The White Lady of Rosslyn Castle is said to hide a secret worth ’millions of pounds’ – and some have suggested that this could be The Grail or instructions on how to find it.
St Clair legend suggests that there are 3 big medieval chests (probably the size of steamer trunks) buried somewhere on the property, and this has inevitably led to various theories as to the chests’ contents. Past scanning and excavations in or near the Chapel have not yielded any such chests.
Sealed chambers under the basement of the chapel, however, have yet to be excavated for fear of collapse of the entire structure. These chambers are filled with pure white Arabic sand – rumored to have been brought to the chapel by the Knights Templar from the Dome of the Rock – and ultrasonic scans have revealed six leaden vaults within the sand. It should be noted that it is only the Ruined Wall that is based on the Temple of Jerusalem – the chapel itself most closely resembles the East Quire of Glasgow Cathedral.

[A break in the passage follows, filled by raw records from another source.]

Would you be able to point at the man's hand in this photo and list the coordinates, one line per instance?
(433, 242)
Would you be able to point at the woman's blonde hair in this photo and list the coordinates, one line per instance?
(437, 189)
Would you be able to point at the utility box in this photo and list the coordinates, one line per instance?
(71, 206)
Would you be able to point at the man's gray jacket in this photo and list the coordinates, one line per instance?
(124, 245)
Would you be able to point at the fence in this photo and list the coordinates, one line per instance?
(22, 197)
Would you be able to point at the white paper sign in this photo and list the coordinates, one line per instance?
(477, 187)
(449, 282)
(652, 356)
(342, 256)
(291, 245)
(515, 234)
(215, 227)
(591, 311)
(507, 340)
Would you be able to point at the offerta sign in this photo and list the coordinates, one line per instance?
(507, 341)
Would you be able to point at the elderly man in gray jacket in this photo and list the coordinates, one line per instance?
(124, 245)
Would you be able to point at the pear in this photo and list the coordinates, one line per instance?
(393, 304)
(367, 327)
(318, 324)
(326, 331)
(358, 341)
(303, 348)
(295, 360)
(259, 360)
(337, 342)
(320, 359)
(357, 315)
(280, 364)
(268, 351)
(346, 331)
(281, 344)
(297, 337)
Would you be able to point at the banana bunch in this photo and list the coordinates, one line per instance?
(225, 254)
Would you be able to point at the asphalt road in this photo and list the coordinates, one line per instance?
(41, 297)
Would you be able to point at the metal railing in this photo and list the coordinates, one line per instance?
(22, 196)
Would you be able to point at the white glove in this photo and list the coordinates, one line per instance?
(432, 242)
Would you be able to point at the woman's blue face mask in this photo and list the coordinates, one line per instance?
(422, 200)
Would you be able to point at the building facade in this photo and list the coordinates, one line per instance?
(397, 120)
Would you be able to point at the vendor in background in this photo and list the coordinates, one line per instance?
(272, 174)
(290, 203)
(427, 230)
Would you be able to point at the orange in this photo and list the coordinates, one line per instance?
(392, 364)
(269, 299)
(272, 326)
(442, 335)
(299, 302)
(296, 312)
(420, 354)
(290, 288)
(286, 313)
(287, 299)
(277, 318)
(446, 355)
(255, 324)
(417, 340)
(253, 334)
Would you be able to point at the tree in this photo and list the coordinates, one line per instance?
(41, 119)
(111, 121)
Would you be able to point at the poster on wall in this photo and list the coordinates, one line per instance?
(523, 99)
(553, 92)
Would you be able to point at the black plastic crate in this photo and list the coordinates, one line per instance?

The Chapel is famous for its 2 pillars: the Apprentice Pillar and the Master Pillar which, though next to each other, are carved differently. Masonic Architects believe these structures could signify the pillars of Boaz and Jachin.
Most interestingly are the (pictorial) refererences to the Key of Hiram, a significant piece of Masonic legend in the wall carvings, and in depictions of the New World, purportedly showing maize and aloe vera plants about a century before the discovery of North America, suggesting pre-Columbus travel there (the La Merika theory).
Also many archaeoastronomers believe that the walls are carved with azimuths, that give coordinates for sites in Iceland (where the St Clairs supposedly originated) and across Britain.